Why do we need an invertible function to use $u$-substitution?
Beginning students (and symbolic algebra packages) have to beware.
Maple says if I take
$$
\int_{-\pi}^{\pi} f(\sin \theta) \;d\theta
\tag{1}$$
and change variables $s = \sin\theta$, I get
$$
\int_0^0\frac{f(s)\;ds}{\sqrt{1-s^2}\;} = 0
\tag{2}$$
Of course $(1)$ can easily be nonzero.
Technically: Although Maple may think $\cos \theta = \sqrt{1-\sin^2\theta\;}$, in fact that is true on only part of the interval $[-\pi,\pi]$. On other parts of the interval, $\cos \theta = -\sqrt{1-\sin^2\theta\;}$
Invertibility is unnecessary. To quote the theorem statement in your link:
Let $\phi$ be a real function which has a derivative on the closed interval $[a,\,b]$. Let $I$ be an open interval which contains the image of $[a,\,b]$ under $\phi$. Let $f$ be a real function which is continuous on $I$. Then:$$\int_{\phi \left({a}\right)}^{\phi\left({b}\right)} f \left({t}\right) \ \mathrm d t = \int_a^b f\left({\phi \left({u}\right)}\right) \phi^\prime\left({u}\right) \mathrm d u.$$
$\phi$ being invertible is an important special case. If $\phi$ meets the above conditions but isn't invertible, we effectively have to add $\phi^\prime$ values. In this example, the values of $u$ consistent with a given value of $\phi(u)$ sum to $\phi+c$ for $c$ constant (proof is an exercise; note the symbols $\phi,\,u$ are changed respectively in that link to $u,\,x$). Thus the branches of $\phi^\prime$ sum to an invisible factor of $1$.

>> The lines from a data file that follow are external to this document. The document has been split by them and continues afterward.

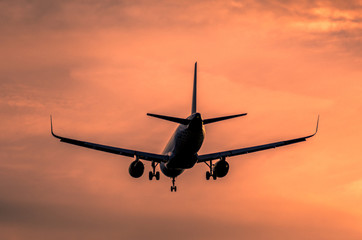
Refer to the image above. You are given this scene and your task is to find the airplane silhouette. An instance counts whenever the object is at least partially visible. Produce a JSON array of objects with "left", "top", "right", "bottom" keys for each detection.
[{"left": 50, "top": 62, "right": 319, "bottom": 192}]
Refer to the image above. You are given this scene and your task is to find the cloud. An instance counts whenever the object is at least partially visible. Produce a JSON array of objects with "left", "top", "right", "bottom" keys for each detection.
[{"left": 0, "top": 0, "right": 362, "bottom": 239}]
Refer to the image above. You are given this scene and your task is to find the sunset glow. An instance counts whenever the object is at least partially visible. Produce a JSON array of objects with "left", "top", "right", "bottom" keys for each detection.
[{"left": 0, "top": 0, "right": 362, "bottom": 240}]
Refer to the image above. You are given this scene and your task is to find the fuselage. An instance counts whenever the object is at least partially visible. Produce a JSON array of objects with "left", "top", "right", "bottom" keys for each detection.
[{"left": 160, "top": 113, "right": 205, "bottom": 177}]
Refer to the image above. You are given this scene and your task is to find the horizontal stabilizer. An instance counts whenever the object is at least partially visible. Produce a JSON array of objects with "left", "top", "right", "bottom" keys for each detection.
[
  {"left": 204, "top": 113, "right": 247, "bottom": 124},
  {"left": 147, "top": 113, "right": 190, "bottom": 125}
]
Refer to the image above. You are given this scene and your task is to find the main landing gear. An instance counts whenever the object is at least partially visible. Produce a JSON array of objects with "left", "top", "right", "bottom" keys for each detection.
[
  {"left": 148, "top": 162, "right": 160, "bottom": 181},
  {"left": 205, "top": 160, "right": 217, "bottom": 180},
  {"left": 171, "top": 177, "right": 177, "bottom": 192}
]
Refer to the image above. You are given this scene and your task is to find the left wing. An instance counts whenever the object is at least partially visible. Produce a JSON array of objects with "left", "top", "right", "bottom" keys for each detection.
[
  {"left": 198, "top": 116, "right": 319, "bottom": 162},
  {"left": 50, "top": 116, "right": 168, "bottom": 163}
]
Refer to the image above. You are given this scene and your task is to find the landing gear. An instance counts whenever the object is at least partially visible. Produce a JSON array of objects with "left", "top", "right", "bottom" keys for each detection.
[
  {"left": 205, "top": 160, "right": 217, "bottom": 180},
  {"left": 148, "top": 162, "right": 160, "bottom": 181},
  {"left": 171, "top": 178, "right": 177, "bottom": 192}
]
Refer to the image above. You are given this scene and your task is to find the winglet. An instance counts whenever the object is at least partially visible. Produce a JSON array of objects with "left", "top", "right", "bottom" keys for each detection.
[
  {"left": 314, "top": 114, "right": 319, "bottom": 135},
  {"left": 50, "top": 114, "right": 60, "bottom": 138},
  {"left": 306, "top": 115, "right": 319, "bottom": 138}
]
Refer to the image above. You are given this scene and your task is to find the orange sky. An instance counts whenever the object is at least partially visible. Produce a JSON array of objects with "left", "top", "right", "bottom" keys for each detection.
[{"left": 0, "top": 0, "right": 362, "bottom": 240}]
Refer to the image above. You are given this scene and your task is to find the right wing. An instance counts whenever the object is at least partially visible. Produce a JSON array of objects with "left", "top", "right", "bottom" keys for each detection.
[
  {"left": 50, "top": 116, "right": 168, "bottom": 163},
  {"left": 198, "top": 116, "right": 319, "bottom": 162}
]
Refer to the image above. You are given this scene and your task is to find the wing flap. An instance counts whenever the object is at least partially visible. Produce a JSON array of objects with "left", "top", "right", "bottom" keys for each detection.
[
  {"left": 50, "top": 116, "right": 168, "bottom": 162},
  {"left": 198, "top": 116, "right": 319, "bottom": 162}
]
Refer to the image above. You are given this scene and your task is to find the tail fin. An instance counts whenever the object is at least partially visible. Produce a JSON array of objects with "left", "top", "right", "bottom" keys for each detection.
[
  {"left": 203, "top": 113, "right": 247, "bottom": 124},
  {"left": 191, "top": 62, "right": 197, "bottom": 114}
]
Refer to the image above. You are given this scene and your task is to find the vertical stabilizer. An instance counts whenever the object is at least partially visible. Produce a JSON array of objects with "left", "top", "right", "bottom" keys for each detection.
[{"left": 191, "top": 62, "right": 197, "bottom": 114}]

Now let's consider the example you asked about. The image of $[-\pi,\,\pi]$ under $\sin u$ is $[-1,\,1]$, so$$\int_{\sin(-\pi)}^{\sin\pi}f(t)dt=\int_{-\pi}^\pi f(\sin u)\cos udu$$if $f$ is continuous on an open interval $\supset[-1,\,1]$. In fact, both sides are $0$ for such $f$, since the left-hand side's limits are both $0$. By contrast, in @GEdgar's example something subtle happens. Let's write$$\int_{-\pi}^\pi f(\sin\theta)d\theta=\int_{-\pi}^{-\pi/2} f(\sin\theta)d\theta+\int_{-\pi/2}^{0} f(\sin\theta)d\theta+\int_0^{\pi/2} f(\sin\theta)d\theta+\int_{\pi/2}^\pi f(\sin\theta)d\theta.$$I split it into four pieces not because I wanted invertibility, but because expressing $\sin^\prime\theta=\cos\theta$ as a function of $\sin\theta$ gives a $\theta$-dependent $\pm$ sign in $\cos\theta=\pm\frac{1}{\sqrt{1-\sin^2\theta}}$. To wit,$$\begin{align}\int_{-\pi}^\pi f(\sin\theta)d\theta&=\int_0^{-1}\frac{-f(x)dx}{\sqrt{1-x^2}}+\int_{-1}^0\frac{f(x)dx}{\sqrt{1-x^2}}+\int_0^1\frac{f(x)dx}{\sqrt{1-x^2}}+\int_1^0\frac{-f(x)dx}{\sqrt{1-x^2}}\\&=2\int_{-1}^0\frac{f(x)dx}{\sqrt{1-x^2}}+2\int_0^1\frac{f(x)dx}{\sqrt{1-x^2}}\\&=2\int_{-1}^1\frac{f(x)dx}{\sqrt{1-x^2}}.\end{align}$$